Is there still a role for SMS?

A recent article on ICTWorks asked whether smartphones were making SMS development projects obsolete. It’s an interesting question and one that begs a whole host of related issues: is radio really necessary when we have TV, is TV really necessary when we have online streaming, do we need newspapers in an age of digital news? The ICTWorks article was written specifically in the context of Papua New Guinea, but the question can be asked of almost any country and almost any technology (well, except maybe Betamax, the Mini Disc and the teleprinter). Actually, scrap that bit about the teleprinter – they’re still used widely in the aviation industry and, in an adapted format, for the hearing impaired.

In fact, the continued ‘popularity’ of the teleprinter long after it might be considered obsolete proves an important point. When you’re deciding which technology you should use in your development project, make sure you know what your intended users are actually using. Design an SMS project for people who mainly communicate via Snapchat and you risk being seen as out of touch and irrelevant. Likewise, devise a brilliant Twitter campaign only to find out that all of your users prefer voice calls and you’ve probably just wasted considerable time, effort and money. But it’s not always that clear cut – you may struggle to identify a particular demographic or group you want to reach and be faced by a situation in which some people use SMS, others prefer Facebook and still others would rather communicate face-to-face. Here you face a choice – financial or staffing constraints may limit you to using one or two types of tech. Choose wisely and you may still be able to reach out to a significant audience. Or, you may be lucky enough to be able to have a multi-platform approach – that’s great, but you still need to pick carefully. Social media sites, for example, often have significant overlaps in terms of users. Many of your users may flick between Facebook and Twitter and posting on both could risk annoying them by repeating the same message and diluting your impact.

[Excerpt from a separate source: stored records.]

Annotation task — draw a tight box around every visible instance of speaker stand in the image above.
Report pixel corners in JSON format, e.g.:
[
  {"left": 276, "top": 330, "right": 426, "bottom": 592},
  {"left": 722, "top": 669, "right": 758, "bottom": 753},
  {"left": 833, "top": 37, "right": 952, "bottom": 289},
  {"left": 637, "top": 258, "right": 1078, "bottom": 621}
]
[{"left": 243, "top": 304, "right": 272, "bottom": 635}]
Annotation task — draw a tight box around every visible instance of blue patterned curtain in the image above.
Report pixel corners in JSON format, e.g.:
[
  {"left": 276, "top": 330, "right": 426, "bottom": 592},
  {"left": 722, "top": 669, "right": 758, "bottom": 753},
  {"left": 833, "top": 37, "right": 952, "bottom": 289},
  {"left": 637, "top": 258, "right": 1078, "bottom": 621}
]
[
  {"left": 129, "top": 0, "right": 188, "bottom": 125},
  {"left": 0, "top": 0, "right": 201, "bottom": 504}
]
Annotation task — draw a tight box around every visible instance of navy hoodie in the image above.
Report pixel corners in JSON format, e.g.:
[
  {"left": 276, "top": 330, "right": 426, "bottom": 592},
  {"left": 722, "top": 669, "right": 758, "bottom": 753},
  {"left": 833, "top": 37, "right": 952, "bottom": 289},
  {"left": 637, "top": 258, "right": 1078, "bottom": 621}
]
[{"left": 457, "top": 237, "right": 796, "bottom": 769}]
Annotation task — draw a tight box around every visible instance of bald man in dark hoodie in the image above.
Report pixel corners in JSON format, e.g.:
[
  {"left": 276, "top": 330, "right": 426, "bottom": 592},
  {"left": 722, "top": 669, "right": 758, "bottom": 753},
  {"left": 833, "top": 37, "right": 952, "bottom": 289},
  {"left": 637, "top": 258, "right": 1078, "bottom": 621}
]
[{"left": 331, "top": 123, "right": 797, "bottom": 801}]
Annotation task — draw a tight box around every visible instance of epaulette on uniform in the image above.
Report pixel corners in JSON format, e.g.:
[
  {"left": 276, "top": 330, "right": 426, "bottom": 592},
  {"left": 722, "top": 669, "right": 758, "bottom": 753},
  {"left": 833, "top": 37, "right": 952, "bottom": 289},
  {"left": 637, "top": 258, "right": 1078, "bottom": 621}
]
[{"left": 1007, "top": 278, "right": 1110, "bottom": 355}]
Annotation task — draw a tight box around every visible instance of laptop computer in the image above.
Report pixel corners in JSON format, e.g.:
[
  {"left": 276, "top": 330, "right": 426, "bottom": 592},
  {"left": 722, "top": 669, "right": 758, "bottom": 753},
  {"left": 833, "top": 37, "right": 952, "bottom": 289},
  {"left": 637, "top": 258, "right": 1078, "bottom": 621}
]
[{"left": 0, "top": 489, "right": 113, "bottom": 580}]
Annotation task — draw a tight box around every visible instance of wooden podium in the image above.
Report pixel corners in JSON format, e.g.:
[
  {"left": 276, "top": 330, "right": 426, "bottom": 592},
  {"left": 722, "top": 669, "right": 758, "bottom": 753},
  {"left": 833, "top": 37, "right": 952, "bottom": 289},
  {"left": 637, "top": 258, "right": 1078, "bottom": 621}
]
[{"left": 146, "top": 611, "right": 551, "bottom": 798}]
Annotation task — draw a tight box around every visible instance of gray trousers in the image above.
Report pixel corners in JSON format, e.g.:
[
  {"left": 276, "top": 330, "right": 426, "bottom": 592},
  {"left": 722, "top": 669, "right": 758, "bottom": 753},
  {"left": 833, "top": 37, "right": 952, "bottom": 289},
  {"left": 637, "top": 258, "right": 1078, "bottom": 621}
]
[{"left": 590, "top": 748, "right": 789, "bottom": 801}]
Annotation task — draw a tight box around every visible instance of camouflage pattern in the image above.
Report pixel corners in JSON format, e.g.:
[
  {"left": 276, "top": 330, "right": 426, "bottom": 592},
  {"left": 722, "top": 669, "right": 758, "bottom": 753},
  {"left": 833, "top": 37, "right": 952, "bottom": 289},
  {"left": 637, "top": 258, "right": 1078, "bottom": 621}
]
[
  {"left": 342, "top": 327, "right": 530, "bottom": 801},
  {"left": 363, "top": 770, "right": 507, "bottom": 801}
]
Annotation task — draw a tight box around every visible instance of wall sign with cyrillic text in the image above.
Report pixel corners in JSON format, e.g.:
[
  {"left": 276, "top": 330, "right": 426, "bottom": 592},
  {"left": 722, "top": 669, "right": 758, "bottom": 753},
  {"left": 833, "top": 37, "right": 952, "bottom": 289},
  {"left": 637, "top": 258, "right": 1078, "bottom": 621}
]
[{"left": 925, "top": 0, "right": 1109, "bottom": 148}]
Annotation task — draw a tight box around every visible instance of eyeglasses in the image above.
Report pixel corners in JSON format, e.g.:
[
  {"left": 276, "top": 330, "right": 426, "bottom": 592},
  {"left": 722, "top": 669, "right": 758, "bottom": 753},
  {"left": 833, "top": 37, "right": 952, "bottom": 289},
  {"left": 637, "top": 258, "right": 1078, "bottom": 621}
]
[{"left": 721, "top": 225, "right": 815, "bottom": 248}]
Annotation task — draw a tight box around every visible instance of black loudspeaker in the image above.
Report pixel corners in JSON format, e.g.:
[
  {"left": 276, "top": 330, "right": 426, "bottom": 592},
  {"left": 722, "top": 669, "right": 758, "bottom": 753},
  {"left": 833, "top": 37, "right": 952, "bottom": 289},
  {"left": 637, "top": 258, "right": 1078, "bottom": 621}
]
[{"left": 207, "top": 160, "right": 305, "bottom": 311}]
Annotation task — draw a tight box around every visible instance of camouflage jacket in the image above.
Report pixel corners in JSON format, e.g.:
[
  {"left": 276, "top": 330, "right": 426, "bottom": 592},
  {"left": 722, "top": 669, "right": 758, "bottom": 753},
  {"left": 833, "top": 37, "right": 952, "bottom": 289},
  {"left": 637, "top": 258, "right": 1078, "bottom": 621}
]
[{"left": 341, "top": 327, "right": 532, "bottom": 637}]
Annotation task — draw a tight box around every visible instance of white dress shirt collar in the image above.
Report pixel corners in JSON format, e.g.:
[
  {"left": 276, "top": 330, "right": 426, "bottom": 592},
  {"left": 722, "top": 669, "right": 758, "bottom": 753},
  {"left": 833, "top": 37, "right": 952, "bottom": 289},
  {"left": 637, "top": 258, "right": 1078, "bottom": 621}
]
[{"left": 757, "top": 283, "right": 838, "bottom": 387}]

Things are complicated by the fact that people may move from one platform to another and some forms of tech may drop out of popularity before making a comeback or dying altogether. You’ll never be able to reach everyone all of the time, but that’s normally fine. Any technology comes with its own particular barriers and problems, but recognising and accepting that is part of the solution. Some people won’t be able to afford your chosen tech, others might not have the necessary literacy skills and some will just decide that a particular platform isn’t for them. But ultimately it comes down to understanding what people do use and how – in this case, a little research upfront can help keep the wheels on your tech project.